掲載日:2023年11月18日 試乗インプレ・レビュー
取材・写真・文/伊井 覚
Surron Light Bee L1e-C
サーロンは2019年に日本上陸を果たし、オフロードバイク好きの間で爆発的に広まった。当時のラインナップはLight Beeシリーズ4車種のみとなっており、簡単にまとめると125ccクラスの公道走行不可モデルがLight Bee X。125ccクラスの公道走行可がLight Bee L1e-C。50ccクラスの公道走行不可がLight Bee S。50ccクラスの公道走行可がLight Bee L1J。モーター出力の差はあれど、基本設計はどれも共通としている。メインとなるエンジン式バイクの他に、このLight Beeを増車して遊びに使うライダーが全国規模で増加中なのである。
Light Bee L1e-Cは125cc相当のモーター出力を搭載しており、原付2種免許で乗ることができる。最高速度は80km/hくらい出すことができ、これも125cc相当と言えるだろう。走り方にもよるが満充電時の走行可能距離は50〜70km程度で、ツーリングには少々厳しいが、通勤や通学など決まった距離の走行には十分使える。また、追加でバッテリーを単品購入することで距離を伸ばすことも可能だ。

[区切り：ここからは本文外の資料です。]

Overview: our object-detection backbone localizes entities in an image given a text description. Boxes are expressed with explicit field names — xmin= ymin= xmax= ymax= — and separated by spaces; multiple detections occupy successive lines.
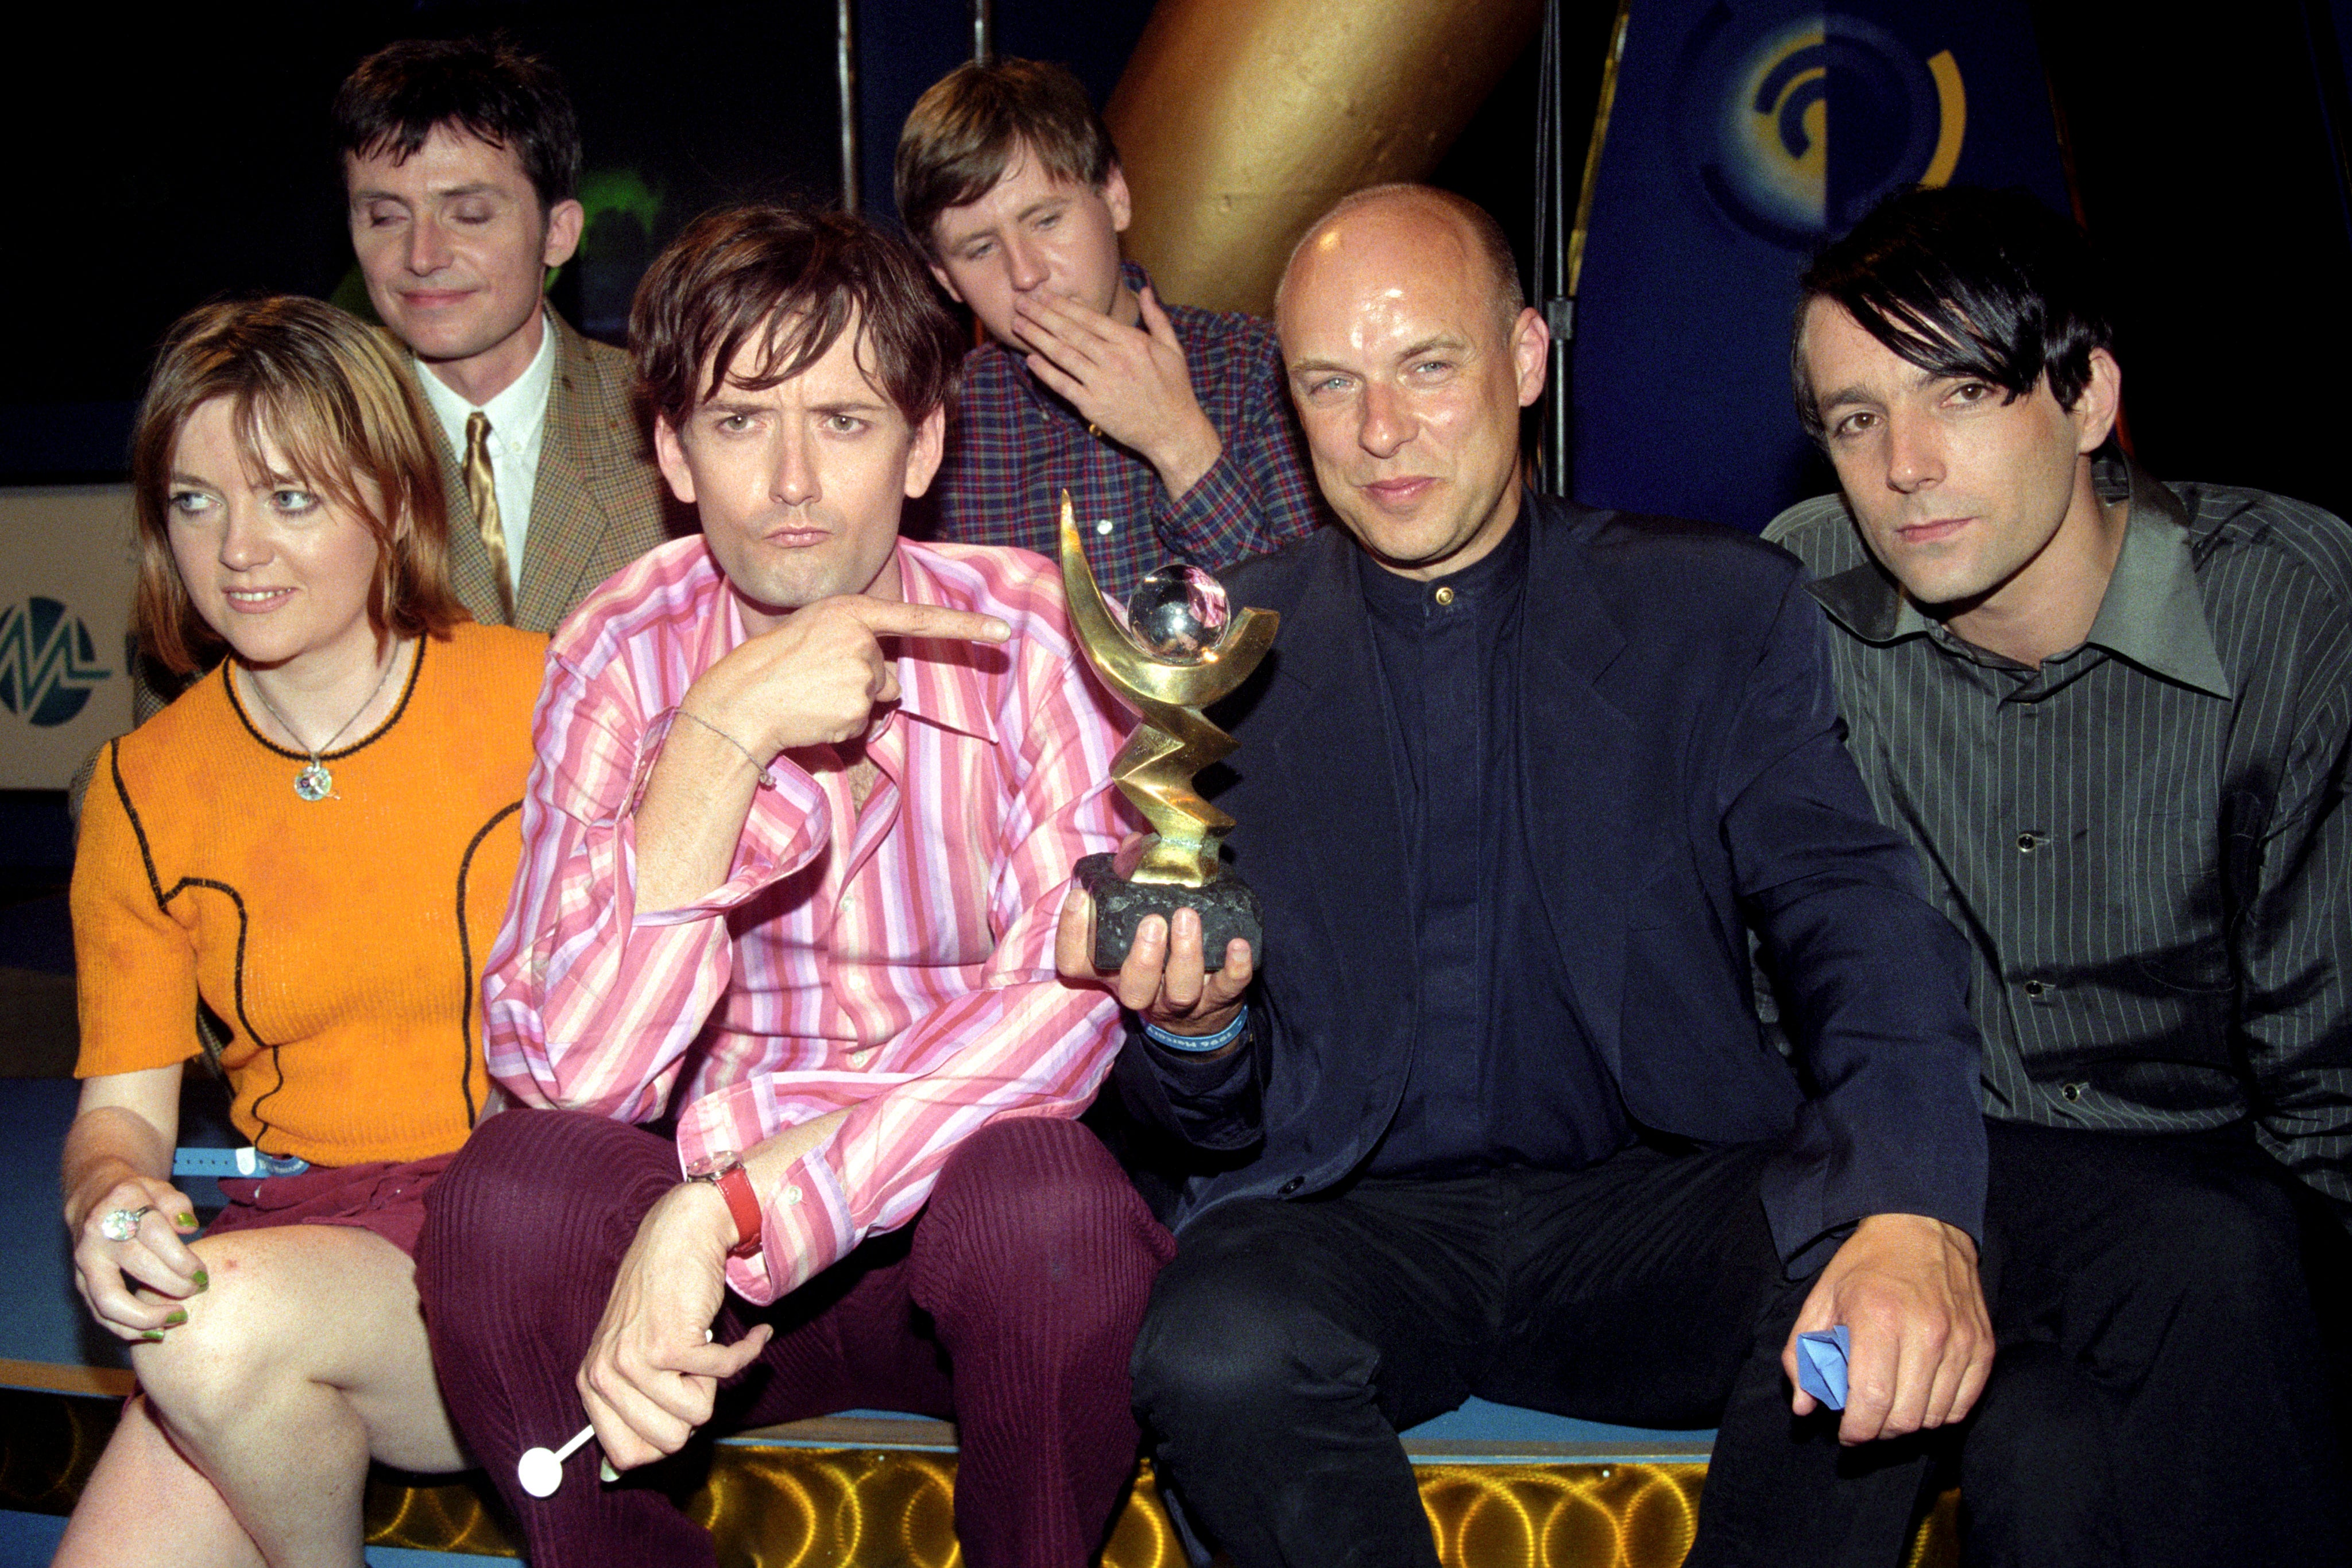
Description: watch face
xmin=684 ymin=1151 xmax=740 ymax=1181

バッテリー0%からのフル充電に要する時間はおよそ4時間となっていて、往路で使い切ってしまっても学校や会社で充電しておけば帰りには満タンになっている、という寸法だ。バッテリーは簡単に取り外して屋内で充電することができる。
また電動バイクの良いところは音がほとんどせず、排気ガスも出ない点。早朝の出発や深夜の帰宅で近所迷惑になることもないし、自宅の庭やスペースさえあれば屋内でも乗ることができる。実際、日本国内にも屋内でこのLight Beeに乗って遊ぶことのできる施設がいくつか存在しているのだ。
電動バイクとエンジンバイクの大きな違いは、その出力の出方である。簡単に言ってしまえば、加速が驚くほど速い。最大出力は6KWとスペックだけ見ると少々物足りなく感じるが、最大トルクは250N・mと電動ならではの数値を誇っており、車両総重量59kgという軽さも合わさって、ゼロスタートでは同クラスのエンジンバイクにはまず負けないだろう。

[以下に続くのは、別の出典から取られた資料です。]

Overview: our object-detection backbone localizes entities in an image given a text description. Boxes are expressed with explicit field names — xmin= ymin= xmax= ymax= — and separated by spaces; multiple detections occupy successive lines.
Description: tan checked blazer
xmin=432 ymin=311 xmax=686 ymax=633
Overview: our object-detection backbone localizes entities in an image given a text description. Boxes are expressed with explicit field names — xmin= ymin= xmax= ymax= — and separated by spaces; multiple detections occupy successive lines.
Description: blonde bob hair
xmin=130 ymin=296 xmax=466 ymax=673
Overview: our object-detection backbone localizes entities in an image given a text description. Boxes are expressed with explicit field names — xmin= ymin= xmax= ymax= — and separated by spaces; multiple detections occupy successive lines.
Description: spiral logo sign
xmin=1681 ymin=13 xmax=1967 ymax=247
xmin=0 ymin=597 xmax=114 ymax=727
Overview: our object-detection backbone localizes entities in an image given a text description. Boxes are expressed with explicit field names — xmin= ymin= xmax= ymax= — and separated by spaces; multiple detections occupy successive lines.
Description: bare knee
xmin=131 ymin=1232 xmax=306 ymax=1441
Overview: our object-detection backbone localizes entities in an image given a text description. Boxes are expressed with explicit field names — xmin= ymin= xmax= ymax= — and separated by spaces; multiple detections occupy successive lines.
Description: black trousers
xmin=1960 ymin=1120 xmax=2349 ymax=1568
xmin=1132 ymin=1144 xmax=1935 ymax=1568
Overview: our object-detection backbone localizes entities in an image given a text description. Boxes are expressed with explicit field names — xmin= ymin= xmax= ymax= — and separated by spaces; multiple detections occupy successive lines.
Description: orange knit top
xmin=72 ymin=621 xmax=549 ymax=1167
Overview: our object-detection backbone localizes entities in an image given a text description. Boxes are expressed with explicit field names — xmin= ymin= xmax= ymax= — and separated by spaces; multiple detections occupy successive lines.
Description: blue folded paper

シフトチェンジ不要のオートマだから信号待ちでストレスを感じることもないし、その軽さゆえ転倒時の故障や怪我のリスクも少ない。まるで自転車感覚で気軽に乗り回せるのが、最大の魅力と言える。ライディングモードはスポーツモードとエコモードを搭載しており、快適なワインディングではスポーツモードで走りを楽しみ、都市部ではエコモードで電力消費を抑えて移動することができる。

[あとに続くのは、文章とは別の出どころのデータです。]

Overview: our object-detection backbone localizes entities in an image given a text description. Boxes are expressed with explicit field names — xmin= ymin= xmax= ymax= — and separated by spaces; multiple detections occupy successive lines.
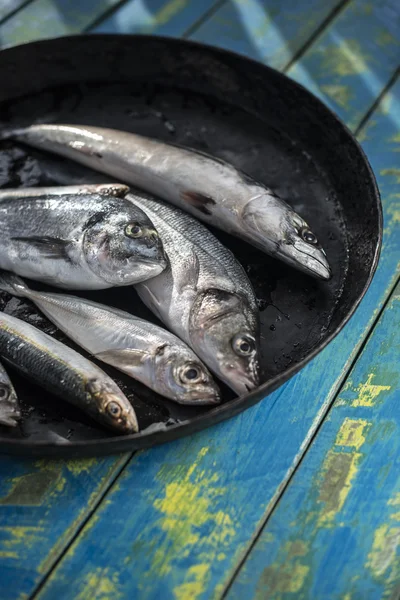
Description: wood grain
xmin=227 ymin=279 xmax=400 ymax=599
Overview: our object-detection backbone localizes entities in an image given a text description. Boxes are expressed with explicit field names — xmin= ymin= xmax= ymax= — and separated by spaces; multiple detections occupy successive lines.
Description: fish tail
xmin=0 ymin=270 xmax=29 ymax=297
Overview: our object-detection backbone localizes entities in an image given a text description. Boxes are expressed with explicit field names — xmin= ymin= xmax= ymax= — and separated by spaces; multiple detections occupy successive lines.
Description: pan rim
xmin=0 ymin=34 xmax=382 ymax=456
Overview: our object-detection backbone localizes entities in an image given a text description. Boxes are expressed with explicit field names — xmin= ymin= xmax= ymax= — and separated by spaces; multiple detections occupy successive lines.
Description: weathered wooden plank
xmin=33 ymin=75 xmax=400 ymax=599
xmin=287 ymin=0 xmax=400 ymax=129
xmin=0 ymin=0 xmax=31 ymax=23
xmin=227 ymin=279 xmax=400 ymax=600
xmin=192 ymin=0 xmax=400 ymax=130
xmin=0 ymin=454 xmax=130 ymax=600
xmin=191 ymin=0 xmax=342 ymax=70
xmin=0 ymin=0 xmax=123 ymax=47
xmin=90 ymin=0 xmax=220 ymax=36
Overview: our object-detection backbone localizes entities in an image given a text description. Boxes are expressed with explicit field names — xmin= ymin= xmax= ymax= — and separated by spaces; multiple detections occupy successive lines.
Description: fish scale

さらに前後ブレーキ連動のCBS(コンビブレーキシステム)を備えており、前後ブレーキが連動するため左手ブレーキの操作に慣れないライダーでも安全に乗ることが可能なのである。おまけに4輪の電動車と同じで回生ブレーキを搭載しており、エンジンブレーキ時に運動エネルギーを電力に変換することもできる。
通常のオフロードバイクを積載できるトランポを持つのは敷居が高く感じられるが、Light Beeはサイズも小さく、さらにオイルを用いないことから横に倒して積載することもできるため、少し大きめの乗用車やミニバンなどにも気軽に積むことができる。そのため車に積んでワインディングや林道に移動し、Light Beeでバイク遊びを楽しんでから、また車に積んで帰宅する、といったMTBのような遊び方もできてしまうのだ。
とにかく軽量でコンパクトなため、体を思いっきり動かしてアグレッシブな走りができるし、自然とそういう乗り方になってしまう。それでいて車体はかなりしっかりしているため、限界までスピードを出しても破綻することはない。オフロードコースに持ち込んでも面白いし、一般道でもスポーツ走行の楽しさを気軽に感じることができる。
クラッチレバーを操作してのシフトチェンジや、右足でのリアブレーキ操作など、初心者が最初にぶつかる壁が取り払われており、スクーターしか乗ったことのない人でも気軽にオフロードバイク遊びができてしまう、Light Beeは最強のファンライドマシンと言えるだろう。